In a tectonic move to cleanse candidate list, The Supreme Court Tuesday held that all candidates will have to declare their criminal antecedents to the Election Commission before contesting an election, saying criminalisation of politics of the largest democracy is "unsettling".
"Candidate must fill up forms before contesting elections giving clear details of all cases pending against them. Political parties will need to publish the details of the cases pending against the candidate at least three times in the paper and tv after filing of nomination. If a candidate is contesting elections on behalf of a political party he will have to disclose pending criminal cases to the party," said CJI Dipak Misra.
The Supreme Court, however, also said that it is no position to add disqualification criteria for candidates with criminal records and hence issued directions instead.
A five-judge Constitution bench, headed by Chief Justice Dipak Misra, said that citizens have a right to be informed about the antecedents of their candidates.
In the unanimous verdict, the bench, also comprising Justices R F Nariman, A M Khanwilkar, D Y Chandrachud and Indu Malhotra, said that political parties are obligated to put all the information about their candidates on their websites.
It asked the legislature to consider framing a law to ensure decriminalisation of politics.
The CJI, while pronouncing the verdict, said, "the sooner we start treating criminalisation of politics, the better before it starts affecting the democracy: Dipak Misra, Chief Justice of India."
The five-judge bench was hearing a batch of petitions seeking disqualification of lawmakers even before their conviction in criminal cases to curb "criminalisation of politics" in the country.

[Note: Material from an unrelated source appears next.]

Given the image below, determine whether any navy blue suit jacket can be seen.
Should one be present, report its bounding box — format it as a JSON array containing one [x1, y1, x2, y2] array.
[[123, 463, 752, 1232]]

The court had earlier dubbed criminalisation of politics as "rot", and said it may consider directing the Election Commission to ask political parties to get their members to disclose criminal cases against them so that electors know how many "alleged crooks" are there in such parties.

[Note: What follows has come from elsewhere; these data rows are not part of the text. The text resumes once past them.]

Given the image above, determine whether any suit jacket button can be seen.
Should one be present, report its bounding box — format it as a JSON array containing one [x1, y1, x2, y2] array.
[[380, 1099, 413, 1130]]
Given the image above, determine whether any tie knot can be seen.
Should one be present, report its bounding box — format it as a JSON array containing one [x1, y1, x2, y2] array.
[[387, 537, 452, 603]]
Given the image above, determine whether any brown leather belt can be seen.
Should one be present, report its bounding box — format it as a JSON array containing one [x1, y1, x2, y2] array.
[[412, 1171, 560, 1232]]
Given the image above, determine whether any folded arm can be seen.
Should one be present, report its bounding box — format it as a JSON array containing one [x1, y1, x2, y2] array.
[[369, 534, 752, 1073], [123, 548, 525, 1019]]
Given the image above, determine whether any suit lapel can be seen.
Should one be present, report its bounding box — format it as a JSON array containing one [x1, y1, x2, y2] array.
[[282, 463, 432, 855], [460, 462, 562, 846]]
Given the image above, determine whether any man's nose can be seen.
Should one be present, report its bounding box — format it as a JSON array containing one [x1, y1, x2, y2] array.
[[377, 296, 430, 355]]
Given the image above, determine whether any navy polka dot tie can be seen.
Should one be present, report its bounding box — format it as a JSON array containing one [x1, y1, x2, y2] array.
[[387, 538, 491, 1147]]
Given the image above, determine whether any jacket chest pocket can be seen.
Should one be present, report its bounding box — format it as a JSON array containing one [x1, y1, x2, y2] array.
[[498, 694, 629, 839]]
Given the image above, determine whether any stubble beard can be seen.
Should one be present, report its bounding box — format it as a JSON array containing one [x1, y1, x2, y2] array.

At present, a charge sheet does not debar a person from contesting elections and cases usually take years to be decided. As a tentative measure, on 1 November 2017, the Supreme Court had directed the centre to set up special fast-track courts to try more than 1,581 cases pending against legislators.
A Constitution bench headed by Chief Justice Dipak Misra will rule on a batch of petitions, including one by the non-governmental organization Public Interest Foundation seeking disqualification of politicians, including members of Parliament (MPs) and members of legislative assemblies (MLAs) from contesting elections, once charges are framed against them.